Rzucam się na niszę wzdłuż linii brzegowej, gdzie wystają drzewo i jego korzenie. Na mojej pierwszej obsadzie, ryba, tęcza, jestem pewien. Jest dla każdego rybaka elektrycznego uczucia, kiedy to się dzieje. Poprzednie 250 odlewów mogło nic nie poruszyć, ale kiedy podąża ryba, wszystko ma tendencję do szybkiego. Istnieje tendencja do odzyskiwania zbyt szybko (lub zbyt wolno), a ja staram się kontrolować siebie i utrzymywać stałą prędkość. Ryba podąża, ale nie uderza. To mój rozsądek, oparty na wielkości wirów, że jest to dobra ryba. Rzuciłem ponownie. Tym razem nie ma obserwowania. Rzucam trzeci czas-nie ma śledzenia. Teraz rzucam po raz czwarty i znowu jest dobry wir, ale bez uderzenia. I tak ponownie rzuciłem, 3 stopy dalej w dół linii brzegowej, a ja dostaję kolejny wir, a potem hit, i jest zaciekła walka; To są mocne ryby. Nie wiem, jak długo trwa walka, bo jest to magiczny punkt, kiedy czas się zatrzymuje. W końcu przynoszę tęczy, być może 22 cale, a podróż z Nowego Jorku wydaje się bardzo tego warta.

I myślę, że mam również odpowiedź na pytanie, dlaczego łowię ryby.

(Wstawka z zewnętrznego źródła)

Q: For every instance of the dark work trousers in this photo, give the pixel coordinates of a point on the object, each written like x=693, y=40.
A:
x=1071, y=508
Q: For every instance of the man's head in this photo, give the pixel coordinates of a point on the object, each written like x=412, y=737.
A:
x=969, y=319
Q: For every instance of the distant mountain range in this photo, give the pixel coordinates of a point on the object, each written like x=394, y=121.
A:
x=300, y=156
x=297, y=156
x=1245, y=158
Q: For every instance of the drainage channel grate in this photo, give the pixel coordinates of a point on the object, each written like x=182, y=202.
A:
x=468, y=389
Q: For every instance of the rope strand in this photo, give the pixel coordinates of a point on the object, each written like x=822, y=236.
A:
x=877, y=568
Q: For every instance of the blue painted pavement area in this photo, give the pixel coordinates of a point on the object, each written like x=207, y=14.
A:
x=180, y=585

Częścią tego jest zwykła koleżeństwo, przyjaźń ludzi, których lubię i łowiłem wcześniej, ciepło i przyjemność z tego robienia, poczucie wsparcia, które mamy dla siebie, a nawet opowiadane przez Boga historie, o których się opowiadamy noc, która jest tu zabawna, ale nigdzie indziej nie zabawna. Ale coś ważniejszego go napędza i wraca do całego idei celu. Myślę, że jest to sam optymizm połowów, ponieważ jest to przede wszystkim sport. U podstaw jest przekonaniem, że następna podróż będzie najlepsza, że ​​następna obsada przyniesie największą rybę dnia i, oczywiście najbardziej podstawową, że ostatnia obsada dnia zawsze przyniesie strajk.

To prawda dla mnie, kiedy byłem chłopcem, i teraz ma to jeszcze bardziej ważne dla mnie. W miarę starzenia się uważam, że mam znacznie większą potrzebę, na które można się spodziewać; Jestem również zdeterminowany, aby nie być jednym z tych mężczyzn, którzy stają się leniwi, ponieważ mają zbyt mało celu w swoim życiu. Często, gdy ślizgają się emocjonalnie, również poślizgają się fizycznie. I tak jest tutaj, podczas tej podróży, jaka była wyczerpująca, udało mi się poczuć młodszy, gdy przygotowuję się do powrotu, niż się czułem, kiedy przyjechałem.

Aby uzyskać więcej niesamowitych porad dotyczących życia mądrzejszego, wyglądania lepiej, czując się młodziej i grać mocniej, śledź nas teraz na Facebooku!